Bochum. Das Naturschutzgebiet Oberes Oelbachtal zeichnet sich durch seltene Schilfflächen und Feuchtwiesen aus. Aber die Trockenheit bedroht dies.
Auf dem Harpener Hellweg hupt noch ein aggressiver Autofahrer, weil ihm das Abbiegen des Vordermannes auf den Waldparkplatz nicht schnell genug geht. Dann geht’s hinein in die Stille, in die Friedfertigkeit, die Ursprünglichkeit, die Zeitlosigkeit. Hier in Harpen, hart an der Grenze zu Dortmund, beginnt das Naturschutzgebiet (NSG) Oberes Oelbachtal.
Auf 50 Hektar breitet sich eine Naturlandschaft aus, die zu den wertvollsten der Stadt gehört. 30 davon liegen auf Bochumer Gebiet, 20 auf Dortmunder. Die Grenze markiert ein Bach mit drei Namen; Bövinghauser-, Harpener- und Ölbach. Es fließt, teils unterirdisch verrohrt, quer durch Werne und Querenburg in den Kemnader See.
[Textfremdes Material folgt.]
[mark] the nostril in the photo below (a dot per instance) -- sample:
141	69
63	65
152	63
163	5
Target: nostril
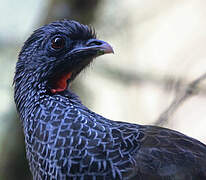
94	43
„Nirgendwo sonst in Bochum finden wir so ausgedehnte Schilfflächen und Feuchtwiesen wie in diesem Naturschutzgebiet“, heißt es bei der Biologischen Station Östliches Ruhrgebiet. Es zieht sich stark länglich von Harpen bis nach Gerthe hoch und hat zwei völlig unterschiedliche Gesichter: Südlich das Berghofer Holz, ein im Schnitt 50 Jahre alter Wald mit Buchen, herrschaftlichen Pappeln, Erlen, Bergahorn und Eichen, zwischen denen sich im Unterholz das weiße Buschwindröschen hinzugesellt hat. Nördlich geht das NSG in weites Freiland über, mit vier Seitensiepen (ganz kleine feuchte Kerbtäler) und einer seit Jahrtausenden bewirtschafteten Ackerfläche von großer Fruchtbarkeit. Eine vorzügliche Aussicht über das Naturjuwel bietet sich von der im Norden anschließenden Berghalde der ehemaligen Zeche Lothringen.
Seltenheiten und Artenvielfalt
Ein Naturschutzgebiet wird kein Naturschutzgebiet, nur weil es schön und unberührt ist. Es muss dort Seltenheiten geben und eine große Artenvielfalt. Das ist hier der Fall. Bei den Bäumen sind es zum Beispiel die mehr als 100 Jahre alten Buchen, in der Vogelwelt die Baumfalken, die verhuschte Wasserralle, der Kuckuck, die Nachtigall, der Feldschwirl, Teichrohrsänger und Rohrammer. Und dies alles in einem pflanzenreichen Mosaik an Feuchtbrachen und Schilfbeständen. Dort wächst auch der äußerst seltene Riesenschachtelhalm, er steht auf der roten Liste bedrohter Arten im Ruhrgebiet.
Die jüngste Trockenheit hat dem NSG ziemlich zugesetzt. „Wir haben hier eine sehr angespannte Wassersituation vor Ort“, sagt Richard Köhler, Biologe bei der Biologischen Station. Es könne sein, „dass bestimmte Arten an ihre Existenzgrenze kommen“.
Ein Problem sind auch Halter von Hunden, die nicht angeleint sind. „Für die wilden Tiere ist das eine Belastung, wenn die Hunde die Wege verlassen“, sagt Köhler. „Viele habe ihre Hunde nicht im Griff, sie stöbern dann die Tiere auf, die dann ihr Revier aufgeben.
Außerdem gibt es viele wilde Trampelpfade, obwohl das Verlassen der Wege verboten ist. „Deshalb erarbeiten wir ein Wegekonzept, damit die Menschen wissen, wo sie herlaufen sollen“, sagt Melanie Gronewald von der Unteren Naturschutzbehörde. Es soll ein ausgeschilderter Rundweg werden.
In weniger als einem Stündchen ist das NSG gemächlich durchlaufen. Die Ruhe dort ist für eine Großstadt außergewöhnlich. Dann geht’s wieder auf den Harpener Hellweg. In den Autoverkehr.